Die Nachfahren der jüdischen Familie Simson aus Thüringen wehren sich dagegen, dass die AfD die gleichnamige Moped-Marke vereinnahmt. «Wir empfinden jegliche Verbindung mit der AfD als abstoßend und als eine Beleidigung unseres Namens», teilte der Sprecher der heute in den USA lebenden Familie, Dennis Baum, der Deutschen Presse-Agentur mit. «Meine Familie und ich lehnen extremistische Ideologien entschieden ab und wollen die Inbesitznahme unseres Namens durch die AfD nicht hinnehmen.»
Die zu DDR-Zeiten in Suhl produzierten Mopeds der Marke Simson, etwa die Schwalbe oder die S51, sind für viele Liebhaber Kult. AfD-Politiker wie der thüringische Landeschef Björn Höcke nutzen sie als politisches Symbol.

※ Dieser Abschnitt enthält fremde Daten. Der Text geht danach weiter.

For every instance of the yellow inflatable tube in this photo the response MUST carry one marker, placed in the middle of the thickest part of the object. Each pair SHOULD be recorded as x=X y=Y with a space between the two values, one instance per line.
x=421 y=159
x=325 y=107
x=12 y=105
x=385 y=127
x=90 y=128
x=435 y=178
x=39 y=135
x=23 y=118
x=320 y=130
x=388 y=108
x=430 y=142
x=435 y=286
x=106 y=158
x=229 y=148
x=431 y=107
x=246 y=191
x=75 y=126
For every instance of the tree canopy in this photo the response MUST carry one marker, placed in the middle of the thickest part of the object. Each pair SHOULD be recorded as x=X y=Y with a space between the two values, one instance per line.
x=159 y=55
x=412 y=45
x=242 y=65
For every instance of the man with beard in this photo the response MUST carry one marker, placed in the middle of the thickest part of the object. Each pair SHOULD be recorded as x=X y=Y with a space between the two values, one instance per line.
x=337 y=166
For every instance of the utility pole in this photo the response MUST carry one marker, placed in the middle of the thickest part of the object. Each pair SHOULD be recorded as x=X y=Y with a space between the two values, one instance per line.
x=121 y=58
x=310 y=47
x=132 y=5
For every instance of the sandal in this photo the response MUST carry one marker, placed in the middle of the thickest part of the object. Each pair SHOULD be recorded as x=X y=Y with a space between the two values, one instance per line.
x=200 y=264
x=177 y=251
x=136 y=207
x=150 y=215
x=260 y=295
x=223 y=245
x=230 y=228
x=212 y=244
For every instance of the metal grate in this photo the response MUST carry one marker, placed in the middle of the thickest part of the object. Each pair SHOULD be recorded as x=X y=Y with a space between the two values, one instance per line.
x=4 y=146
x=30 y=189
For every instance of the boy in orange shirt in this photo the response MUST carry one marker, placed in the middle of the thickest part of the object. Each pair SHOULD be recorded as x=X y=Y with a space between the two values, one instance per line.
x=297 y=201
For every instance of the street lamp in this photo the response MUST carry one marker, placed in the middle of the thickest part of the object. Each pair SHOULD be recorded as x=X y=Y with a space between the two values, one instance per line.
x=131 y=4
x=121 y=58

In mehreren ostdeutschen Landtagen drang die AfD darauf, die Simson als immaterielles Kulturerbe schützen zu lassen. Sie stehe «für Freiheit, Unabhängigkeit und Individualität», hieß es etwa in einem Antrag der AfD in Brandenburg.
Baum erklärte, die Familie empfinde es als beleidigend, im Zusammenhang mit einer Partei genannt zu werden, die «überwiegend extremistisch» sei. Der Name Simson dürfe unter keinen Umständen zum Symbol der AfD werden.